PEN America works tirelessly to defend free expression, support persecuted writers, and promote literary culture. Here are some of the latest ways PEN America is speaking out.
- PEN America is searching for our next CEO. We seek an extraordinary leader, communicator, manager and visionary. Read more about PEN America’s next chapter as discussed at the Annual General Meeting last month.
- PEN America’s Hadar Harris, the managing director of the Washington, D.C. office, was asked to coordinate a delegation of 40 human rights advocates, including some PEN America staff, to attend President Jimmy Carter’s State Funeral at the National Cathedral in Washington D.C., on Jan. 9th 2025. “The fact that the organizers wanted to include the human rights community in this rarified event was another reflection of President Carter walking his values – even now,” said Harris.

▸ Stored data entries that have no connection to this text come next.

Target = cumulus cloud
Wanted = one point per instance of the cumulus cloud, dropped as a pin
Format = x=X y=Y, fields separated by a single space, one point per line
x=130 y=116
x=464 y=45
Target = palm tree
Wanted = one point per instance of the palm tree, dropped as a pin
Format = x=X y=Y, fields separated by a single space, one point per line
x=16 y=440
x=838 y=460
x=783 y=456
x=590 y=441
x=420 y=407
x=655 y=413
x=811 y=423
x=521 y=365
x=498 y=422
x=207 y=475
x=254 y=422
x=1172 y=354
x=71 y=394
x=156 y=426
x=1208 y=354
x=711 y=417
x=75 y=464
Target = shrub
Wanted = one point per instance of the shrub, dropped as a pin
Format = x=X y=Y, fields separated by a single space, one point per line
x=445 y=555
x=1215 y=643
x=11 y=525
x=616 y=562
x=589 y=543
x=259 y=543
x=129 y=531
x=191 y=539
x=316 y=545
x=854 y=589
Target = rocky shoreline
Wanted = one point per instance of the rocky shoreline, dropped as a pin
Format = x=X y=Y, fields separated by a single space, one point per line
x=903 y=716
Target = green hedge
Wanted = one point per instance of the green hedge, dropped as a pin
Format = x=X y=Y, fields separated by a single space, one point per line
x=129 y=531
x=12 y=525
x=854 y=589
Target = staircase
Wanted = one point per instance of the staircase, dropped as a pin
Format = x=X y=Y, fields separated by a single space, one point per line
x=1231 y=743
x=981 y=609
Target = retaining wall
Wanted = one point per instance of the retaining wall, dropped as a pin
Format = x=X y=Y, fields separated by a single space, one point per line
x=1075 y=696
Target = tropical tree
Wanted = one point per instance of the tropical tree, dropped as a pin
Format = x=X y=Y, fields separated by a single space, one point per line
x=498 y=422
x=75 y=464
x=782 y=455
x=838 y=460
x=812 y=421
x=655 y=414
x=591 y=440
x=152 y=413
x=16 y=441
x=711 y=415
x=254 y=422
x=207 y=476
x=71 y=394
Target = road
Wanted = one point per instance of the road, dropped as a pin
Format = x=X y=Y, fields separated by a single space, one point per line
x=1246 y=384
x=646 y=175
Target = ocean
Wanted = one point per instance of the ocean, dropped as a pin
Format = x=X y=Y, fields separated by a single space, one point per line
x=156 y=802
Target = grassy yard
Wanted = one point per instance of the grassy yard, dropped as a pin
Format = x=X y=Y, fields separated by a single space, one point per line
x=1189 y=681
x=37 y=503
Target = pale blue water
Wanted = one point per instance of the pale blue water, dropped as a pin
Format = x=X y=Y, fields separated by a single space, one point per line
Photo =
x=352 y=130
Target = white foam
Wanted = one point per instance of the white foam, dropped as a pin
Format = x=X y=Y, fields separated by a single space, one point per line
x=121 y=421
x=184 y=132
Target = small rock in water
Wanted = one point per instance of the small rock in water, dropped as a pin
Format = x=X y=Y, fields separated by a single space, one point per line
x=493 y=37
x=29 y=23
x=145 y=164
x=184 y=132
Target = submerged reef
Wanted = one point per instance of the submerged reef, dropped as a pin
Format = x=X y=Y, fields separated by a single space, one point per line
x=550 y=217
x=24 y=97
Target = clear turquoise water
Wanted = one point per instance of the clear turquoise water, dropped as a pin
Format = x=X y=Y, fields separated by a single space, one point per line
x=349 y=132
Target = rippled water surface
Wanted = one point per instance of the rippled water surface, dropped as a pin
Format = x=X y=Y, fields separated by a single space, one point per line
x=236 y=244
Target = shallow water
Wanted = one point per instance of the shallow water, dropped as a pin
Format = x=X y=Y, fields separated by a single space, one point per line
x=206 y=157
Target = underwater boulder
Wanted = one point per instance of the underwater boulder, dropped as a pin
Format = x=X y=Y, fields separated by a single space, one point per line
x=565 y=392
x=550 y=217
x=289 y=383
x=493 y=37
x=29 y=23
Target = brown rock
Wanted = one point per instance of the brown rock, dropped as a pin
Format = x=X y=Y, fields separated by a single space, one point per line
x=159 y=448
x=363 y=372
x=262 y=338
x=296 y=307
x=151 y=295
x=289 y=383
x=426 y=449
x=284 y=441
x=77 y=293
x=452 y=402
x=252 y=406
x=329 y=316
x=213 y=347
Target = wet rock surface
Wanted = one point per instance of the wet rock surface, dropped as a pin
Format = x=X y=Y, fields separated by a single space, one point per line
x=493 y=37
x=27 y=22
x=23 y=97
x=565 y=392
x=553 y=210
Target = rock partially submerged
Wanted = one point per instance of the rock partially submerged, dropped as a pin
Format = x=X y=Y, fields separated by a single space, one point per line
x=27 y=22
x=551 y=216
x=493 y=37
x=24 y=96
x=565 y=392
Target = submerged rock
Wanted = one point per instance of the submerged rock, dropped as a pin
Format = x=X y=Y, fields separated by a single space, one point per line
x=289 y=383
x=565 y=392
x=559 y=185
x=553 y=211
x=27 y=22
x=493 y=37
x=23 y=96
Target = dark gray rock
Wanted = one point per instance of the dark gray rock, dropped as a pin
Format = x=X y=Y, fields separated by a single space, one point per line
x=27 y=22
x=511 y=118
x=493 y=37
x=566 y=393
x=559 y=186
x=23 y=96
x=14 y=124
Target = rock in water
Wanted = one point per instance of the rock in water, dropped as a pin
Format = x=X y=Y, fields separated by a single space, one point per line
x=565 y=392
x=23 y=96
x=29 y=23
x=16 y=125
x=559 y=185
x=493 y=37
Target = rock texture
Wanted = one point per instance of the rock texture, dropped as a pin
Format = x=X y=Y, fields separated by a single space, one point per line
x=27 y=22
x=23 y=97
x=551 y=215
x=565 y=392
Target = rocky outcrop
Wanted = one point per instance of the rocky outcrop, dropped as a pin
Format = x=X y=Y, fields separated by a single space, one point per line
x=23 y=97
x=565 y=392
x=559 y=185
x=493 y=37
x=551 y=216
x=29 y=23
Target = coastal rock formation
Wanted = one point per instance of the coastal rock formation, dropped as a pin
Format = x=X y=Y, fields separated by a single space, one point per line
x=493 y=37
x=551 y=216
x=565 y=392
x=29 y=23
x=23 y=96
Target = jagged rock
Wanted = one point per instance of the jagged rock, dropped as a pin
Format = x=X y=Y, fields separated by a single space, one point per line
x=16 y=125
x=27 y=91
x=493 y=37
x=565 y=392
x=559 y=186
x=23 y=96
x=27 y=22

- PEN America, in a letter, called on Escambia County, FL School Board to reverse its ban on award-winning author Kyle Lukoff’s book Too Bright to See, a coming of age story that includes an 11-year-old transgender character.
- PEN America called to rescind the policy by the St. Francis Area Schools Board of Education to use the website BookLooks.org, whose main purpose is to flag objectionable content, vet and purchase books, replacing professionals like librarians and educators who are trained in the skill.
- PEN America condemned the extradition of Egyptian-Turkish poet and political activist Abdul Rahman Yusuf Al-Qaradawi by Lebanese authorities to the United Arab Emirates, (UAE) and called for his immediate release.
- In an increasingly hostile digital space, PEN America’s Tat Bellamy-Walker outlined some of the tools available to journalists to shield themselves from online harassment. In a webinar hosted by the National Press Club Journalism Institute, Bellamy-Walker was joined by María Salazar Ferro of The New York Times and Greg Lipper, a D.C.-based litigator specializing in First Amendment and media law.
- PEN America remembered one of the honorees of the 2021 PEN/Barbey Freedom to Write Awardee, Baktash Abtin, three years after his untimely death in Iran’s Evin Prison where they died due to medical neglect.
- In a new PEN Ten interview, PEN America’s Aleah Gatto, spoke to Fiona Davis about her new book, The Stolen Queen, and discussed her background as a journalist, the repatriation of art works, and treatment of women across civilizations and millennia.
- In a new Facts Forward, PEN America’s Mina Haq interviewed Joan Donovan, an award-winning sociologist and founder of the Critical Internet Studies Institute, about her work studying media manipulation, extremism and disinformation campaigns.